Plasticien, Photographe, vidéaste, réalisateur, Carlos Franklin intervient dans différents champs de la création, crée à partir de textes (La Nef des fous de Sébastien Brandt) et  se rapproche de compositeurs (Mutations of Matter, performance audiovisuelle pour cinq voix électroniques et vidéo, créée à l’IRCAM en 2008 en compagnie du jeune compositeur Roque Rivas).

Le détournement de différents matériaux lui permet de réaliser des dessins avec des cheveux (Elégance, 2008), une installation avec de la poussière d’aspirateur (Ruines modernes, 2010). Il révèle, au sens presque photographique du terme,  le palimpseste de traces de corps qui marquent le passage éphémère  de la vie et dont il  n’archive que l’absence, le départ, le vide. Lors de son passage au Guatemala, dans le cadre d’une résidence d’artiste mise ne place par l’Alliance française,  il réalise avec « une malignité ornithologique », des « dessins fécaux »,  à partir de la fiente de pigeon.  Ce projet intitulé Sublimation, permet à l’artiste-artisan-alchimiste de créer lui-même ses encres sublimes, comme s’il transformait un corps solide en gaz. Lors, le dessin de ses sculptures antiques, sous l’incessante coulée des fientes, acquièrent une patine, trouve de nouveaux volumes.

Si l’artiste est à la fois attiré par le dessin et les arts numériques, c’est qu’il y voit « des similarités, un spectre large d’expérimentations », une écriture singulière, une approche sensible du monde et de son interprétation. Le dessin est, en effet, pour Carlos Franklin, tout à la fois « un support et une expérience qui excède les limites de la feuille, un story-board, une notation performative, un répertoire chorégraphique », une  structure visible permettant « de représenter l’invisible ». Ainsi, la série des Napkin Boys sont-ils des portraits découpés dans des feuilles blanches, mais dont la distance née entre la feuille et le mur  révèle l’architecture.

Après les commandes artistiques de l’IRCAM et de l’Institut du Monde arabe, l’artiste réalise à la demande de la société « Les Poissons volants » dirigée par Sophie Goupil, une série de films documentaires permettant d’explorer l’histoire de l’art autrement. La série Les Petits secrets des grands tableaux  présentée en novembre sur Arte, est tout à fait passionnante.
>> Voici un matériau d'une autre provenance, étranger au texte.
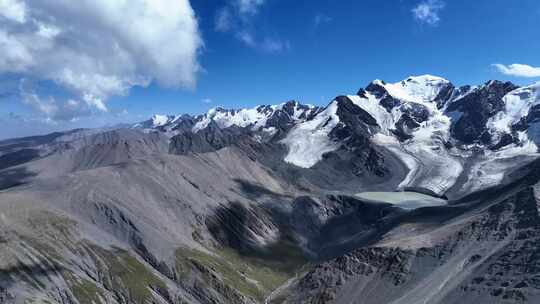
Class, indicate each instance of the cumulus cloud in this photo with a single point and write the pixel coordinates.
(248, 7)
(96, 49)
(428, 12)
(518, 70)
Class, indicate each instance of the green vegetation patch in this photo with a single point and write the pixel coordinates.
(127, 273)
(255, 274)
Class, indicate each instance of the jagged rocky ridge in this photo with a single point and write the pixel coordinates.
(262, 205)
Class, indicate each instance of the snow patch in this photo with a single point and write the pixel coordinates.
(307, 142)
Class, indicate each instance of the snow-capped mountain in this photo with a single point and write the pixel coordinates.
(440, 133)
(288, 203)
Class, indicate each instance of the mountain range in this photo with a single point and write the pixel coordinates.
(410, 192)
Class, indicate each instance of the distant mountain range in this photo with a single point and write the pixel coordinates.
(408, 192)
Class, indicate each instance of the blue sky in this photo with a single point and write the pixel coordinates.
(243, 53)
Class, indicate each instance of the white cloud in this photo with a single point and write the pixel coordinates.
(518, 70)
(249, 7)
(428, 11)
(96, 49)
(224, 20)
(13, 10)
(274, 45)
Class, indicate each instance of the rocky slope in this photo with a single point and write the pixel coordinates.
(284, 204)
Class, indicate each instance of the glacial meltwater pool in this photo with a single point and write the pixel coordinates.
(406, 199)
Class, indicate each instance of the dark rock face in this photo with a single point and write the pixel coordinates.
(209, 139)
(476, 108)
(354, 131)
(386, 100)
(445, 95)
(496, 254)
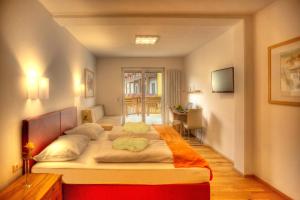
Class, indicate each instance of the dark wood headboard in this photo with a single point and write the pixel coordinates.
(44, 129)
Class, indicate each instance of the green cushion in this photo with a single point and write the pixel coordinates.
(136, 127)
(130, 144)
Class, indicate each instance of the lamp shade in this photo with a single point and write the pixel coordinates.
(44, 88)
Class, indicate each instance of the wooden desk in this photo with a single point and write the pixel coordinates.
(182, 116)
(43, 186)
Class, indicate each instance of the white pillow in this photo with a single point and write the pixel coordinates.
(66, 147)
(92, 130)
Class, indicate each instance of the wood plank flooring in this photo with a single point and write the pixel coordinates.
(228, 183)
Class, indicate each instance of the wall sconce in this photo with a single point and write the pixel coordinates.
(44, 88)
(78, 88)
(32, 87)
(37, 87)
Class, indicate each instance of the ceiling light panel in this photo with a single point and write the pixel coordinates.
(146, 39)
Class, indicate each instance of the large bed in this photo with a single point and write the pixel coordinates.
(84, 178)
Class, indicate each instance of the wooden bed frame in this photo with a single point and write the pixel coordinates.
(44, 129)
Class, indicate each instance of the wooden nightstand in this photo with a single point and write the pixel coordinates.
(43, 186)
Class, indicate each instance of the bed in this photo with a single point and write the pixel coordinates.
(85, 179)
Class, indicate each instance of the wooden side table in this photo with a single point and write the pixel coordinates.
(43, 186)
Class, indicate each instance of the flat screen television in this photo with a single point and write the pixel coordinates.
(222, 80)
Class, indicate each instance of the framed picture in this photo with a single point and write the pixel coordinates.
(89, 83)
(284, 73)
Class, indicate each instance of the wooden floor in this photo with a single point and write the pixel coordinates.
(228, 183)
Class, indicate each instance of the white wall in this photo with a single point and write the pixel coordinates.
(223, 113)
(109, 78)
(277, 128)
(30, 39)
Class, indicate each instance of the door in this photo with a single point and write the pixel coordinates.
(143, 95)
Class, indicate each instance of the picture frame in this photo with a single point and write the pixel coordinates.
(89, 82)
(284, 73)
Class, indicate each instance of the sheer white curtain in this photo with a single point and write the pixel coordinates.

Elle permet de revisiter les grands chefs d’œuvres, de l’art médiéval à l’art moderne, en rappelant le contexte socio-politique et culturel de l’époque et quelques éléments-clé de la vie de l’artiste.
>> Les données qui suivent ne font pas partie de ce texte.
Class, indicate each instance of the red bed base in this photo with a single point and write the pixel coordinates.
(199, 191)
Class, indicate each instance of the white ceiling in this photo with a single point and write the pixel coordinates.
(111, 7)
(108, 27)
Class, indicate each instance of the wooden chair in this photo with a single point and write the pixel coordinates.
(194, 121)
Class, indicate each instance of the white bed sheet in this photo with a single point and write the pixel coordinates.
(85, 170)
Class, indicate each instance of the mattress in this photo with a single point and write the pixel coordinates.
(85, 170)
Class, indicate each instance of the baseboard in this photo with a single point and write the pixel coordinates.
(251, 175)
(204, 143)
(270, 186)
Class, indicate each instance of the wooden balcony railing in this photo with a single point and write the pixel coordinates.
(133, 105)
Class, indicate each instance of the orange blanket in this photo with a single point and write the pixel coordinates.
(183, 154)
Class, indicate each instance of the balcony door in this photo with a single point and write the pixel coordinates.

Grâce à un travail d’écriture et de création sonore soigné, chaque  œuvre est présentée de manière riche, documentée, ludique et dynamique. Le tableau se décompose, s’anime, dévoile  devant nos yeux sa structure.  Afin de « percer les secrets de l’image et de chercher ce qu’elle raconte d’une ville, d’un pays, d’une époque et d’un artiste », les éléments sur la toile, les couleurs, les gestes et les postures sont interrogés. L’utilisation des techniques d’animation numérique 2D et 3D, permet d’aller au-delà de l’espace  du cadre de l’œuvre pour mieux en révéler les détails.

La Dame au bain, (1571) de François Clouet, Le Martyre de Sainte Apolline (1461) de Jean Fouquet, Une baignade à Asnières (1884) de  Georges Seurat, Les Noces de cana (1563) de Paul Véronèse – film qui vient de recevoir le Medium Film Silver Award au Budapest FIAMP 2015 AVICOM (Comité international des musées pour l’audiovisuel et les technologies de l’image et du son), La Vie mélangée (1907) de Vassily Kandinsky ou encore Femmes d’Alger dans leur appartement (1834)  d’Eugene Delacroix, sont quelques-unes des œuvres faisant l’objet de documentaires réalisés par Carlos Franklin dans ce cadre, et auxquels  Clémentine Célarié, magnifiquement,  prête sa voix.

Marc Sagaert        

                                                                                    

Les Petits secrets des grands tableaux, série documentaire de Carlos Franklin, adaptée par Thomas Cheysson, et racontée par Clémentine Célarié.

Diffusion des dix premiers épisodes sur Arte, chaque dimanche à 12 heures, du 1er novembre 2015 au 3 janvier 2016.

Les lettres françaises – novembre 2015 (supplément à l’Humanité du 12 novembre 2015).